PagerDuty Routing Rules: The Hard Cases

Routing alerts to the right team. The hard cases and the patterns.

The easy cases

Service to team, severity to escalation policy, business hours vs after hours. PagerDuty handles these natively with event rules.

Most teams stop here. The catalog is small; the rules are clear. Worth keeping it that way as long as possible.

Trouble starts when business and topology force exceptions.

Cross-team services

Service is owned by team A but rules into a feature owned by team B. A page on the feature should hit team B; a page on the platform should hit team A.

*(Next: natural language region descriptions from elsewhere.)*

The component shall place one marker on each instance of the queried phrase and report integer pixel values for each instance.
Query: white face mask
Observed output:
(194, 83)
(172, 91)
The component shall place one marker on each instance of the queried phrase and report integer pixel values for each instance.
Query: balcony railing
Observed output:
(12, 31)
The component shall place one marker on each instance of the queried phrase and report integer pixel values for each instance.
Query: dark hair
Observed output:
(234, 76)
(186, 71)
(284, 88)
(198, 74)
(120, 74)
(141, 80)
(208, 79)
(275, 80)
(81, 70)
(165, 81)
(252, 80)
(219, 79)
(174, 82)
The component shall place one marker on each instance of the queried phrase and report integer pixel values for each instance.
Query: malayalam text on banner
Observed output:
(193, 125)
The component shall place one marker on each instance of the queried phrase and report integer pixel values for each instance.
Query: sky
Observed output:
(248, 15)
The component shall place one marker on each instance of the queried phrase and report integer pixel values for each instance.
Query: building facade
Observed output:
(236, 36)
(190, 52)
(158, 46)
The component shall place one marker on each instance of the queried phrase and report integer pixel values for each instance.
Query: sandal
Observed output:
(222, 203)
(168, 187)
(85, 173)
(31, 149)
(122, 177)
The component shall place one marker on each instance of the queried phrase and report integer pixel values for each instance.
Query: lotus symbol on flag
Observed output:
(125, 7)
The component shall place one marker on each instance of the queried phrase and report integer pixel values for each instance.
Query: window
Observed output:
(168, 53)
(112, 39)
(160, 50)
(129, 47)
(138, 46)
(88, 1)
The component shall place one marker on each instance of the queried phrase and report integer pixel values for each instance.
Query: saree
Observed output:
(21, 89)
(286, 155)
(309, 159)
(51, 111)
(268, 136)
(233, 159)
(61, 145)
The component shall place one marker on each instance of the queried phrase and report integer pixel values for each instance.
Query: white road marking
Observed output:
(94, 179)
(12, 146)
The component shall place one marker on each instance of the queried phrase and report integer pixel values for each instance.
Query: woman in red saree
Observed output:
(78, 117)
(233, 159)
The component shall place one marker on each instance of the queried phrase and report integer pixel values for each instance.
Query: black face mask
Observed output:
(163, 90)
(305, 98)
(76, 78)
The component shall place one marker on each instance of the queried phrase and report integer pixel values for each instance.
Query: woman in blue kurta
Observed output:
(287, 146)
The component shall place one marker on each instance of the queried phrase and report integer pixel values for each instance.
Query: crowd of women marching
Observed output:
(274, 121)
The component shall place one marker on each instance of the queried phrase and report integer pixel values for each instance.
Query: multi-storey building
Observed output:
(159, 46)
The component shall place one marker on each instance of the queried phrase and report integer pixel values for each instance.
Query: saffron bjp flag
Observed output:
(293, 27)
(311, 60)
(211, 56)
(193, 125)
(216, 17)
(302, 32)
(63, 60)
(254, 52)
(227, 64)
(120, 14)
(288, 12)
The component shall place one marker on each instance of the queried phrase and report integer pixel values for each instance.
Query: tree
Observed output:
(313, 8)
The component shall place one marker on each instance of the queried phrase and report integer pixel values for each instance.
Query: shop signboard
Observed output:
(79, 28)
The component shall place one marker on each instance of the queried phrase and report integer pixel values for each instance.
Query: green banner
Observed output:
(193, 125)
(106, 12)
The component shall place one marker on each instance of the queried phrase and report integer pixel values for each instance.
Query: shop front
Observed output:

Use PagerDuty event orchestration with custom fields. The alert payload tags the feature; rules route accordingly.

Document the routing decision in the runbook. The on-call from team B should not have to ask team A's history to understand.

Time-of-day routing

Some teams have follow-the-sun coverage. Pages route to APAC overnight, EU during European day, US during American day.

PagerDuty schedules support this; event orchestration can override per service.

Test the boundaries. The 06:00 UTC handover is where routing bugs live; verify a synthetic page right at the boundary.

Vendor and third-party pages

AWS Health, Cloudflare incidents, GitHub status. These are signals, not pages, for most services.

Route to a Slack channel by default. Page only if the affected service is tier 1.

Use Statuspage's API to fan in vendor incidents to your alerting backbone, then apply your own routing logic.

Apply this quarter

Audit your event rules. Anything older than 6 months without a recent edit is suspect.

Document each non-trivial rule in a comment field. The next person to touch it needs the context.

Run a synthetic page test monthly. Routing breaks silently; only synthetic tests catch it.